En 2019, le vol d’une œuvre peinte par Banksy sur la porte du Bataclan, à Paris, défraie la chronique… Un étonnant documentaire mêlant enquête rocambolesque, enjeux mémoriels et interrogations sur la nature paradoxale du street art.

Un matin de juin 2018, un émouvant graffiti à la peinture blanche est découvert sur la porte arrière du Bataclan, l’issue de secours par laquelle s’étaient échappés, le soir du 13 novembre 2015, des dizaines de spectateurs fuyant leurs assaillants. Réalisée au pochoir pendant la nuit, cette silhouette de jeune fille voilée aux airs de madone, tête baissée, ne tarde pas à être identifiée comme la création de Banksy, star mondiale du street art. Une œuvre mémorielle en hommage aux victimes, qui devient bientôt un symbole et un lieu de recueillement pour les riverains endeuillés. En janvier 2019 pourtant, toujours à la faveur de la nuit, la porte ornée de cette « jeune fille triste » est démontée à la disqueuse et emportée dans une camionnette blanche par trois mystérieux inconnus. Profanation volontaire d’un lieu de mémoire ou simple appât du gain ? Aux termes d’une enquête menée par les polices française et italienne, l’œuvre sera retrouvée un peu moins de dix-huit mois plus tard dans la campagne des Abruzzes, après être passée entre les mains d’une jeune bande de voyous…

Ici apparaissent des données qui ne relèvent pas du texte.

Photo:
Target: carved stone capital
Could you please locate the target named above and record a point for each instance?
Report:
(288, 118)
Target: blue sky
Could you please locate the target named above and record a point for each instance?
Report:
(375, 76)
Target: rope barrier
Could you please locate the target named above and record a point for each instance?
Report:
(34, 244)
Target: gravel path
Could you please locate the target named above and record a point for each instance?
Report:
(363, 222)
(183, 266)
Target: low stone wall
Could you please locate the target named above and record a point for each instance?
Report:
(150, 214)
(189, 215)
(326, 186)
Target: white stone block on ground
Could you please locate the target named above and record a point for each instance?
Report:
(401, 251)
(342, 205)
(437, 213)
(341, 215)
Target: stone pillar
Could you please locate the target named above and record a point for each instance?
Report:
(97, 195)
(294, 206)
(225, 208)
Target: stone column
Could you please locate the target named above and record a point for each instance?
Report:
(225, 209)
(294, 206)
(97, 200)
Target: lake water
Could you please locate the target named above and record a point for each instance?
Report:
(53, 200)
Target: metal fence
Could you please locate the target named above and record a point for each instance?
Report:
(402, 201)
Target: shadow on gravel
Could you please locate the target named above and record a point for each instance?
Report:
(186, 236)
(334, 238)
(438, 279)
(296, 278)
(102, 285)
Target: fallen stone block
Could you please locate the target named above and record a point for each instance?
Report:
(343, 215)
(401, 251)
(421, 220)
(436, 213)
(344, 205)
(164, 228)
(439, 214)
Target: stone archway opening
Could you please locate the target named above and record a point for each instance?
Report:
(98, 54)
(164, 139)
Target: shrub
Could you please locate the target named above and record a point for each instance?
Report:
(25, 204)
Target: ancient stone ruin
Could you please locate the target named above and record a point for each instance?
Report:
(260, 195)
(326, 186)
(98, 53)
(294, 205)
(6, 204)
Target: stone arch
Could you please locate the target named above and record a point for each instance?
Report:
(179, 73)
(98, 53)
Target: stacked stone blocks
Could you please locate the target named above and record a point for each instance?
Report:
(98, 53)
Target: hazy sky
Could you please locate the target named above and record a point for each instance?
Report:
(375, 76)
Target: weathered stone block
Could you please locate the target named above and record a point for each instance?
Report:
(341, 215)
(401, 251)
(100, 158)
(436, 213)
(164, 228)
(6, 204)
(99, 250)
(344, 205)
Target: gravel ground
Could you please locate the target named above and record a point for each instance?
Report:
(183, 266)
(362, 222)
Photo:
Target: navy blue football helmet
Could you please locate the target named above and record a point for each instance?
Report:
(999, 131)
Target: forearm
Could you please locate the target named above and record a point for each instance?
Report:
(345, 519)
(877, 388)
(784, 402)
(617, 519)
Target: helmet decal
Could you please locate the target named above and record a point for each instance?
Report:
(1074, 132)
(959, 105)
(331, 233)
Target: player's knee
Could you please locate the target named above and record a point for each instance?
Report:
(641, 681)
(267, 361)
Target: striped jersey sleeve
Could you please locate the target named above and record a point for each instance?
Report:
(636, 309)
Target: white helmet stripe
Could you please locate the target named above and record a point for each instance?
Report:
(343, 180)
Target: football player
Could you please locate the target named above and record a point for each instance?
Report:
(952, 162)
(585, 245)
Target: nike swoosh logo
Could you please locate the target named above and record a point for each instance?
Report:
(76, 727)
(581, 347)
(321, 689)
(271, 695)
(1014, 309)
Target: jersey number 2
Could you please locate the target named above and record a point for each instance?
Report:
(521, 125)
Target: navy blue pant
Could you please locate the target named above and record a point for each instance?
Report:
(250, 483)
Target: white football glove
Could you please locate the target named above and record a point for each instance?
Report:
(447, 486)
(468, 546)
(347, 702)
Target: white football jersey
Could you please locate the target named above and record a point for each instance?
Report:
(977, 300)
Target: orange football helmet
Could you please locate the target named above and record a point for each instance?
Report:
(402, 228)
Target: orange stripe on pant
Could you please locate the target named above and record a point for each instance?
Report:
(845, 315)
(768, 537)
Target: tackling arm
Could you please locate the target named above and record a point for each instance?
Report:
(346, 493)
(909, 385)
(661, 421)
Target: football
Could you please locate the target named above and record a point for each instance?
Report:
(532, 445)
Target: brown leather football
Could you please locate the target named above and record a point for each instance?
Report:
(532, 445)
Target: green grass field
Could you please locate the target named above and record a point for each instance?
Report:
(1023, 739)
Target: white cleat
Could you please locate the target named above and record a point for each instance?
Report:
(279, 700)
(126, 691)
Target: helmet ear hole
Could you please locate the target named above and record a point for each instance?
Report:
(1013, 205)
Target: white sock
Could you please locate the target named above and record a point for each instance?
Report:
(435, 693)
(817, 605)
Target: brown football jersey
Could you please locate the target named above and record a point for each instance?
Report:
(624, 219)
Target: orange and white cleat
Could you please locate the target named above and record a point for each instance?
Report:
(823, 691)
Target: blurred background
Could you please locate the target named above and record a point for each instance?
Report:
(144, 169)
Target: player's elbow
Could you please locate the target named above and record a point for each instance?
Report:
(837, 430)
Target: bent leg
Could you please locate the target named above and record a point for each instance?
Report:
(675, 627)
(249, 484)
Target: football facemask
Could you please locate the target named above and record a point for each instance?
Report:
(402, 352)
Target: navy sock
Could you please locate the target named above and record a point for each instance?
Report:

Œuvres éphémères par essence

Au-delà du fait divers aux multiples rebondissements, cette affaire soulève de passionnantes questions sur la nature même de l’art dans l’espace urbain – à l’origine un acte de vandalisme, récemment légitimé par l’engouement du public jusqu’à trouver sa place dans les galeries – et sur ces créations, éphémères par essence, dont d’aucuns voudraient faire une source de profit. Qui peut se prétendre propriétaire d’une telle œuvre ? Restera-t-elle authentique si on l’isole de son environnement d’origine ? Banksy, célébrissime anonyme devenu l’un des artistes vivants les plus cotés au monde, a établi ses propres règles en la matière. En virtuose du détournement, il semble s’amuser des paradoxes et des ambiguïtés qui entourent son travail… À partir de l’épopée rocambolesque d’une œuvre de street art devenue emblématique, Edoardo Anselmi explore, aux côtés de spécialistes – et des protagonistes du larcin – les enjeux légaux, philosophiques et culturels qui entourent cette forme de création atypique.